In this regard, the resolution has been drafted in a way to also acknowledge the importance of democratic governance for human development, poverty alleviation, and peaceful societies. It also acknowledges the centrality of the role of parliaments for democratic stability. Democracy is considered vital for prosperity and progress. In this regard, the Member countries have decided to make joint efforts on APA’s platform so as to learn from each other’s experiences and promote Asian cooperation with regard to democratic process and its role in development.


Due to our effective strategy at APA, India’s influence has paled into insignificance at this forum resulting in scant participation. However, while India participated in the 2017 Political Affairs Committee meeting of the APA as well as the subsequent meetings of the forum during the year, it has not yet confirmed its participation in the Gwadar meeting.


Conceptually speaking, the elected and administrative leadership of Pakistan Senate had conceived three-pronged objectives behind organizing this upcoming APA event in the important port city.


First to establish and enhance linkages between House of Federation and its federating unit to facilitate governmental efforts of unleashing huge untapped potential of Balochistan and Gwadar. Second to bring the emerging economic hub and trade route into national and international limelight. And, third to afford an opportunity to Asia and other Region’s friends and partners to witness first-hand the huge investment and trade potential that Gwadar offers to the region.


On the diplomatic front, holding this international event in Gwadar yielded expected dividends — a precious opportunity to showcase to the world the peaceful situation on ground as well as the huge investment and trade opportunities offered by the port city to the region and the world at large. That such a large number of foreign countries, organisations and parliaments agreed to participate in this event also stands witness to Pakistan’s Senate’s goodwill and positive repute due to our effective participation and active diplomacy in regional and international inter-parliamentary forums.


At the organisational level, the successful holding of this event not helped dispel some misperceptions about Senate’s Secretariat’s capabilities and teamwork, but also drove home the importance of coordinating Local, Provincial and National efforts in tiding over national challenges.


The organisation of an international event of this scale even in federal or any provincial capital may well have been dubbed a great success. Due to limited resources and manpower of Senate Secretariat, it was a challenge from the organizational as well as logistics points of view. The successful holding this huge international conference in Gwadar despite paucity of communications as well as other facilities was like a dream come true.


However, truth be told, this was anything but a solo effort. It became possible only due to national synergy and collaboration between Parliamentary, Federal and Provincial governments as well as Security and Defence Institutions of the country.


We are grateful to the Prime Minister of Pakistan for giving a national and state ownership to these APA engagements by approving VVIP / State Guest status to the delegates, which made possible comprehensive security arrangements.

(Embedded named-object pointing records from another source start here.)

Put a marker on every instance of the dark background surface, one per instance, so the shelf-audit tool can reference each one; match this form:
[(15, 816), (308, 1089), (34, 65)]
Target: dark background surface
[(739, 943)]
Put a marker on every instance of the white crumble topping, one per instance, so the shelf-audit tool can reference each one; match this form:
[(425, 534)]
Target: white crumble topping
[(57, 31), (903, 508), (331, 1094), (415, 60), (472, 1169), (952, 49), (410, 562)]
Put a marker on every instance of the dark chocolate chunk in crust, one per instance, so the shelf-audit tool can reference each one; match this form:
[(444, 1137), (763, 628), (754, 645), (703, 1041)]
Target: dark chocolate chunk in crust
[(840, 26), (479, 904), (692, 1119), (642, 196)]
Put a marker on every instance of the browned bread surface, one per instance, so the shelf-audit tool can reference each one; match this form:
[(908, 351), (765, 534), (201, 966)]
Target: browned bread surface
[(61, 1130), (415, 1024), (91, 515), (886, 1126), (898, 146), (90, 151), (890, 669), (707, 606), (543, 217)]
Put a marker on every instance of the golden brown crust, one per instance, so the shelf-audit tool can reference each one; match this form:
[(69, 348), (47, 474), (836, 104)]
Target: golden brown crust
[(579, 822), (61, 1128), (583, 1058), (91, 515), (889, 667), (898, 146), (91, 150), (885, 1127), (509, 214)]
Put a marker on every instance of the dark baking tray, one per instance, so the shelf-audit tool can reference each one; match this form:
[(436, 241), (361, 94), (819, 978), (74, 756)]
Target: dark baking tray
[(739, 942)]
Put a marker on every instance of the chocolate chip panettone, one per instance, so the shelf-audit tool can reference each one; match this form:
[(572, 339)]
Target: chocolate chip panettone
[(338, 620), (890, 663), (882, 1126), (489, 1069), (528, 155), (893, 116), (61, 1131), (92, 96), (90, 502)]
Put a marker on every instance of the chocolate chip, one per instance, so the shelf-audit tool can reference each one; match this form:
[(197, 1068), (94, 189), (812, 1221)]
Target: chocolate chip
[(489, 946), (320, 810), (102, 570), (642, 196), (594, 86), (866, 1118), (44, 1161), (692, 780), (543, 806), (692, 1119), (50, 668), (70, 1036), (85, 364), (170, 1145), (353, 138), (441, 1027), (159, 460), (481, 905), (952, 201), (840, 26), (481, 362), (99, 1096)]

We are also indebted to the Provincial Governments of Sindh and Balochistan, especially Chief Secretary Balochistan, besides local Senators, and MPs, Local Administration, law-enforcement agencies, Army, Air Force, and especially the Navy and the Southern Command, for their support and cooperation.


Having detailed the rational, strategic vision, diplomatic, geo-political and regional developmental objectives behind organising this APA event, I now like to elaborate evolution of APA as well as Pakistan’s long objective association with this important inter-parliamentary forum.


APA’s evolutionary process is marked by change and transformation right from its nomenclature and structure to its expanded membership and mandate. The year was 1999 when the Association of Asian Parliaments for Peace (AAPP) was formed in Dhaka, Bangladesh. In 2003, Pakistan obtained its membership and organised its meeting in Islamabad where it was decided to change its name and charter. APA was thus formed in principle, but the final decision in this regard was taken during the 2006 meeting held in Tehran. However, after working smoothly for a few years, a period during which 5 annual general assembly conferences were also held, APA fell victim to political and diplomatic complications which kept it from holding even the mandatory annual assembly for two years.


This was the time when Pakistan Senate with a new strategic vision offered to host its annual plenary, as a result of which the 6th and 7th plenaries of APA were held in Pakistan, wherein it was also elected its president for two years. From 2013 to 2014, not only APA meetings were held in Islamabad and Lahore, but its governing body also met regularly. The 7th APA plenary held in Lahore jointly approved formation of Special Committee on Creation of Asian Parliament (SCCAP) following Pakistan’s proposal and active efforts. It was also decided that the permanent secretariat of SCCAP will remain in Pakistan. For the last one year, Turkey holds the mantle of APA presidency, while Pakistan holds the portfolio of Vice-President.


Senate of Pakistan plans to undertake effective parliamentary diplomacy through this forum in the following years, and there are strong chances of us regaining its presidency in 2019.


On a personal note, I also like to share a vision and a dream that has now come true. During my long administrative career with civil service and parliamentary service, I have seen the parliamentary evolution vis-à-vis executive’s developmental efforts over decades.


All along, I had wished for a time when the institution of Parliament would be able to win the hearts and minds of the people by becoming a proactive socio-economic developmental catalyst on ground for the under privileged.


With this APA event in Gwadar, Pakistan Senate has taken the first stride towards adding a new dimension of cooperative development. While local departments and governments remain limited due to their constitutional and legal limitations, the federal parliament can help usher in development in underprivileged areas.


But achieving this objective would be sans any transgression on the constitutional and legal roles and mandates of the provincial and local governments. What we are aiming for is creating an enabling environment and removing obstacles in progress rooted in realistic or unrealistic media projection, misperceptions or lack of information and communication.


An example of this is an encouraging development whereby the efforts by Senate leadership compelled the concerned federal department to greatly increase Gwadar’s internet bandwidth from previously limited capacity. Honourable Chairman Senate will also soon inaugurate the Gwadar fiber optic line. Whether it is alternate sources of power or overhauling of roads and infrastructure, any such advancement is a source of pride for me. However, these initiatives are but a small step towards a sustainable and long-term progress in the region.


And last, but not the least, I cannot help sharing yet another dream – dream of our great Asian continent regaining its lost glory. Throughout ages, Asia has been a cradle of wisdom and knowledge. Our diverse history, our unique cultural variations, our rich literature, art and architecture have been a cause of envy and praise for the whole world. This glory was lost for some of our own acts of omission and commission besides the colonial forces and approaches with different terminologies and forms.


Although, the 21st Century is again witnessing the rise of the Asian continent in international affairs; yet we have a long way to go in bridging developmental gaps and wide-ranging socio-economic inequities and disparities.


Establishing an Asian Parliament may appear a goal in distant future, but the reality is that gradual integration on socio-economic and sustainable development front is no longer a choice. It is more of a compulsion considering our extraordinary circumstances and evolving peace and sustainable development paradigms.


While our governments or Executive or the United Nations have not been successful in resolving Asia’s problems, it is a real possibility that inter-parliamentary organisations and parliaments of Asian countries through Asian Parliamentary Assembly and cooperation or guidance of IPU, may help tide over enduring problems and open new vistas of peace and development.